Melibea quiso adelantarse para detener a su madre, pues no quería más enredos con Brando.
Pero Blanca la detuvo, susurrándole:
—Deja que tu madre se desahogue. Si no, esto la atormentará para siempre.
Melibea, sabiendo que su madre era una mujer muy tradicional, asintió.
Los ojos de Sandro, curtidos por los años, brillaron con determinación.
—No te preocupes —dijo—. Yo me encargaré de que se haga justicia.
Los demás parientes de la familia Ortega asintieron de acuerdo.
—Es verdad, durante los cinco años que Melibea estuvo casada con Brando, cuidó muy bien de su suegra. Y cuando había algún problema en el pueblo, siempre era Melibea la que venía a ayudar. Sanó la pierna de mi tío y el derrame cerebral de mi madre.
—Melibea era una nuera excelente. Nos dio mucha pena cuando se divorciaron, pero hoy en día los problemas de pareja y los divorcios son comunes, así que no dijimos nada.
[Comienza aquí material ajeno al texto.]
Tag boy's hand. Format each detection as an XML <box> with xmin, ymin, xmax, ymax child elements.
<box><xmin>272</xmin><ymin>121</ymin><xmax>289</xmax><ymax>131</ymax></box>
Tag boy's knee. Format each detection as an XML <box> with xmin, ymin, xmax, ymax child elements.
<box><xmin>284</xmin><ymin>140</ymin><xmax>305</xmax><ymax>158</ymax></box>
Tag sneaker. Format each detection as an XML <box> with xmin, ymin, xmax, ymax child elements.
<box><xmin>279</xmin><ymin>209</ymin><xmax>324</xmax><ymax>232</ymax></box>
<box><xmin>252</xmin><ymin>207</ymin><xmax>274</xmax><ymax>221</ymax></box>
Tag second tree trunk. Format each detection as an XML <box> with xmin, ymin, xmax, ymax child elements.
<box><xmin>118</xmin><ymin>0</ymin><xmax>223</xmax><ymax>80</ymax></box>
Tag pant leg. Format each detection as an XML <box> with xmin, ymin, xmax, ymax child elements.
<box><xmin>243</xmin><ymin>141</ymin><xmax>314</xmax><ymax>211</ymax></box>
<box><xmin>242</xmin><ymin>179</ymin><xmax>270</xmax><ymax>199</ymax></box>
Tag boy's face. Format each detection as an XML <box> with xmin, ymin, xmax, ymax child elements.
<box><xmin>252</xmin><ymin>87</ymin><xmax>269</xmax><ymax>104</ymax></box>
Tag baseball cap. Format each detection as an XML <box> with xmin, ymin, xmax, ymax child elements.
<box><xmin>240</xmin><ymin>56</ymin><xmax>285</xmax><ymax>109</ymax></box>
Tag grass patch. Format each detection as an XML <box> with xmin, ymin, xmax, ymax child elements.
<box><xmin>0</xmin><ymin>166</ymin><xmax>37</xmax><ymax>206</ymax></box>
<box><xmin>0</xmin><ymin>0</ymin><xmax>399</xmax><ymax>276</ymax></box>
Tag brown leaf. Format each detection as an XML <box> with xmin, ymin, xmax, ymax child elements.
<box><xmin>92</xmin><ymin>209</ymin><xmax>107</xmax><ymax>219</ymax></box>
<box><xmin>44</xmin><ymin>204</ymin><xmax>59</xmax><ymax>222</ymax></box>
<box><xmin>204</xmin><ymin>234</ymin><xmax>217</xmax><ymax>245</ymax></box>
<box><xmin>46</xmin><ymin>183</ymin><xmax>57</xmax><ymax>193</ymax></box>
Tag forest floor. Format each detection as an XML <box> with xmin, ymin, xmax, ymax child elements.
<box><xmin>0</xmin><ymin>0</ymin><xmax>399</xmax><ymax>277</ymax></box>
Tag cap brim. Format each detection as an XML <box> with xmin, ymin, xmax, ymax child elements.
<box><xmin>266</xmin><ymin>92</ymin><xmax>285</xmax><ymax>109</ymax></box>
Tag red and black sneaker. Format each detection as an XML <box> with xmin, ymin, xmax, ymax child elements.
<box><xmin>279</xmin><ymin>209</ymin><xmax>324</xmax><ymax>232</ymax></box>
Sin embargo, ahora que sabemos que fue porque Brando se lió con la viuda de su hermano, no podemos quedarnos callados. Tenemos que defenderla.
El día que se atrevió a gritarles a esas dos ancianas, ya tenía un plan. Con una donación de un millón, toda esa gente del campo se desviviría por halagarla.
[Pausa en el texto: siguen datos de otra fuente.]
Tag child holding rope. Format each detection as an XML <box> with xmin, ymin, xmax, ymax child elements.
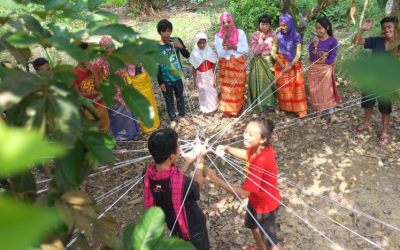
<box><xmin>207</xmin><ymin>118</ymin><xmax>282</xmax><ymax>250</ymax></box>
<box><xmin>144</xmin><ymin>128</ymin><xmax>209</xmax><ymax>250</ymax></box>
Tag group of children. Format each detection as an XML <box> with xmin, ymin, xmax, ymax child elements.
<box><xmin>143</xmin><ymin>13</ymin><xmax>399</xmax><ymax>250</ymax></box>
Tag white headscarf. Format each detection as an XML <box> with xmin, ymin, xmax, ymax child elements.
<box><xmin>189</xmin><ymin>32</ymin><xmax>218</xmax><ymax>69</ymax></box>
Cuando Renata oyó que Claudia estaba dispuesta a donar un millón, recuperó su arrogancia al instante.
—Señor Sandro, nuestra Claudia tiene un gran corazón. Sabiendo que la capilla del pueblo necesita renovaciones, mire, ha ofrecido un millón de inmediato.
Renata y Claudia sonreían con suficiencia, pero el patriarca las miró con frialdad.
—¿De verdad creen que el dinero lo puede todo? Son unas ingratas, le faltan al respeto a sus mayores y los insultan. ¡Ni Dios ni los santos de nuestra capilla se atreverían a aceptar el dinero de gente como ustedes!